Слушая его, старик медленно отступал к двери соседней комнаты. Когда же до нее остался какой-нибудь шаг, он поднял руку и прошептал дрожащими губами: — Вы сговорились… вы хотите отнять у нее мою любовь. Но пока я жив, пока я дышу, вам это не удастся! У меня нет ни родных, ни друзей — только она одна. Нет, и не будет! Она для меня все. Слишком поздно вы вздумали разлучать нас!
Он отмахнулся от них и, тихо окликая ее по имени, переступил порог комнаты. А они, оставшиеся позади, сбились в кучку и, обменявшись несколькими словами прерывистыми, произнесенными с трудом, — последовали за ним. Они ступали бесшумно, но их горестные стоны и рыдания нарушали тишину.
Горестные — потому что она умерла. Вот она, перед ними — недвижно покоится на своей маленькой кроватке. И торжественное безмолвие этой комнаты перестало быть загадкой для них.
Она умерла. Что могло быть прекраснее этого сна, пленяющего глаз своей безмятежностью, не омраченною следами страданий и мук. Казалось, смерть не тронула ее, казалось, она, только что из рук творца, ждет, когда в нее вдохнут жизнь.
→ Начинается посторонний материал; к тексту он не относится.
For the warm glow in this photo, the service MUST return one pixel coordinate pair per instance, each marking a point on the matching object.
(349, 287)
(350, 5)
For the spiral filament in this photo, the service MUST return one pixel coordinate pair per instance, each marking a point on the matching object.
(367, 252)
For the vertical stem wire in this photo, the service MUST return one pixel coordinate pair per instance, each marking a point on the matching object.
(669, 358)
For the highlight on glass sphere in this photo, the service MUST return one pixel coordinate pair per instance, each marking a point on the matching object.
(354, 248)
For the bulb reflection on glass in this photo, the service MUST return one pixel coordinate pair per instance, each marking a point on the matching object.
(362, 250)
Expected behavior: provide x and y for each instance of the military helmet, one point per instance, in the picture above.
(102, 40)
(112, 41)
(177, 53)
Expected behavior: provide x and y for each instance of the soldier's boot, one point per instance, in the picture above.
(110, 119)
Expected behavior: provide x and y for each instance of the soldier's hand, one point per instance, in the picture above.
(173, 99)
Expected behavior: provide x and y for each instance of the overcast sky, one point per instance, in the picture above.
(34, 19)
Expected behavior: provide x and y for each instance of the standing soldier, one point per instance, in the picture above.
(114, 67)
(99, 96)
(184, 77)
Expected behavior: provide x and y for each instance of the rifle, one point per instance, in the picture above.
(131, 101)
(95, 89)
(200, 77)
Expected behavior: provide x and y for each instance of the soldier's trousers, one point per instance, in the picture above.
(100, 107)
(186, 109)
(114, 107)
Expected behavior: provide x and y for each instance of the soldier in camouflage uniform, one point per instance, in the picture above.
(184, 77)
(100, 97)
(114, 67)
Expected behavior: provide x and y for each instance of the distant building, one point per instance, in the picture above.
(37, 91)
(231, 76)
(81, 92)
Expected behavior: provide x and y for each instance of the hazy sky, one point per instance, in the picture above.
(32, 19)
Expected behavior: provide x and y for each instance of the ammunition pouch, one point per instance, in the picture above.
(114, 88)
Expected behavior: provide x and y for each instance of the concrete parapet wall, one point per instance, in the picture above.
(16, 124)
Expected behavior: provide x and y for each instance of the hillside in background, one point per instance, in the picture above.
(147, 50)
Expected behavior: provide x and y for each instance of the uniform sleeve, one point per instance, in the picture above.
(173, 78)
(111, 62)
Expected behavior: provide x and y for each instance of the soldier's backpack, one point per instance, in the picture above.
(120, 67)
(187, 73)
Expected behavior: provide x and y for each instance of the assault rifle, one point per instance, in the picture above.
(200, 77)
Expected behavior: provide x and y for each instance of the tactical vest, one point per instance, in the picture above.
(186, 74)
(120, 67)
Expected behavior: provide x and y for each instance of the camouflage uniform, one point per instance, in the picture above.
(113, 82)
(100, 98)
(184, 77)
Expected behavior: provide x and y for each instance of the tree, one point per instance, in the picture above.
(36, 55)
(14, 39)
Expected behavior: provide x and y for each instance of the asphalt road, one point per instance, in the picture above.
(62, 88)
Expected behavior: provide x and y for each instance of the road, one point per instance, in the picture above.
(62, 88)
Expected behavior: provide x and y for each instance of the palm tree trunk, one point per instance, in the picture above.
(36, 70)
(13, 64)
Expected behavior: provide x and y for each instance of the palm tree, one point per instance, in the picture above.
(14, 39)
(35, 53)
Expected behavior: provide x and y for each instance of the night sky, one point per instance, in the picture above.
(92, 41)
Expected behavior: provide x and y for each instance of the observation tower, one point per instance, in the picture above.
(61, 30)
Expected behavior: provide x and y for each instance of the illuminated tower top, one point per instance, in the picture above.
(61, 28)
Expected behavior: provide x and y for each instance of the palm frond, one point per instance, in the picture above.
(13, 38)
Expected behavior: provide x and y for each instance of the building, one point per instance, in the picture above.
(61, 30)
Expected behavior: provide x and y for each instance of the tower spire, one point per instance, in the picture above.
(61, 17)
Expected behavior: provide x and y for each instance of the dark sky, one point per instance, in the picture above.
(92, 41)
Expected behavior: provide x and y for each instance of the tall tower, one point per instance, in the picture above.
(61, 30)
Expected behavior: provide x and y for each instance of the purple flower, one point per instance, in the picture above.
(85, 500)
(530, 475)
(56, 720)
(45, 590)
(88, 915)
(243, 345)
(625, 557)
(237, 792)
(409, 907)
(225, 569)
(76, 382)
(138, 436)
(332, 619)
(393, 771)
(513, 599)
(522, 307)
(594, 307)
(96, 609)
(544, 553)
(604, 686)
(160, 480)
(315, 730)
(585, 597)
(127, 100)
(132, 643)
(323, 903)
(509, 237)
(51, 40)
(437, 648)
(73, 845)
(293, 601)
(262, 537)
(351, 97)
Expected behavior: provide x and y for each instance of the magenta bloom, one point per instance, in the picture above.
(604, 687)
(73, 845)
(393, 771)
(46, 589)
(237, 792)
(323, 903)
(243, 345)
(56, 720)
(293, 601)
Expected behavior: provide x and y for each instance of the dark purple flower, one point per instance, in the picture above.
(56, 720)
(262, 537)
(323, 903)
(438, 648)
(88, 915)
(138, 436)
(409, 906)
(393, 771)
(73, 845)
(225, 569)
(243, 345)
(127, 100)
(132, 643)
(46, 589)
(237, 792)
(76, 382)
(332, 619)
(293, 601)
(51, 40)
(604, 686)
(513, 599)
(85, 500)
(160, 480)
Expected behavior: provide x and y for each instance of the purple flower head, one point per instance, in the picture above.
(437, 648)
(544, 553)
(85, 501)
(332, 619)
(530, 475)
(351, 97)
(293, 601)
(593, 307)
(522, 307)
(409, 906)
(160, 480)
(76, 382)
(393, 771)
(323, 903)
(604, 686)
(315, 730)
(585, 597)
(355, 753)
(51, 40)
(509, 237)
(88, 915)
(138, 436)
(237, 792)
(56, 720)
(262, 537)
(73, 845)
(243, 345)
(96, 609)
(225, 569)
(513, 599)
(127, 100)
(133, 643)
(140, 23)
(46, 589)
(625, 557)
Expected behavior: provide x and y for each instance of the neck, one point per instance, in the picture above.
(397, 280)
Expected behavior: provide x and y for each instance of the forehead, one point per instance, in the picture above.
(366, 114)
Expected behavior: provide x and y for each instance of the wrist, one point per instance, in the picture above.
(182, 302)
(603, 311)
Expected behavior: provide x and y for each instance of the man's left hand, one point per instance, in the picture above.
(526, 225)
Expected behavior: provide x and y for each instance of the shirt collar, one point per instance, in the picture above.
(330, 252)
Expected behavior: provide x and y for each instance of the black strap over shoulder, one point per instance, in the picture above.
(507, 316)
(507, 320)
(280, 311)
Ее ложе было убрано зелеными ветками и красными ягодами остролиста, сорванными там, где она любила гулять. «Когда я умру, положите около меня то, что тянется к свету и всегда видит над собой небо». Так она говорила в последние свои дни.
Она умерла. Кроткая, терпеливая, полная благородства, Нелл умерла. Птичка — жалкое, крохотное существо, которое можно было бы раздавить одним пальцем, — весело прыгала в клетке, а мужественное сердце ее маленькой хозяйки навсегда перестало биться.
Где же они, следы преждевременных забот, следы горя, усталости? Все исчезло. Ее страдания тоже умерли, а из них родилось счастье, озаряющее сейчас эти прекрасные, безмятежно спокойные черты.
И все же здесь лежала она — прежняя Нелл. Да! Родной очаг улыбался когда-то этому милому, нежному лицу; оно появлялось, словно сновидение, в мрачных пристанищах горя и нищеты, и летним вечером у дома бедного учителя, и у постели умирающего мальчика, и сырой, холодной ночью у огнедышащего горна. Вот как смерть открывает нашим глазам ангельское величие усопших!
Старик взял безжизненную руку и, грея, прижал ее к груди. Эта рука протянулась к нему, когда по ее губам скользнула прощальная улыбка; эта рука вела его, когда они странствовали вместе. Он поднес ее пальцы к губам, потом опять прижал их к груди, шепнул: «Потеплели!» и, словно умоляя помочь ей, оглянулся на тех, кто стоял рядом. Нелл умерла, и помощь была не нужна ей. Ветхий дом, который она наполняла жизнью, хотя ее дни быстро подходили к концу, сад, за которым она ухаживала, глаза, которые радовались ей, места, которые знали ее тихие задумчивые шаги, тропинки, по которым она, казалось, ходила только вчера, — все это потеряло ее навеки.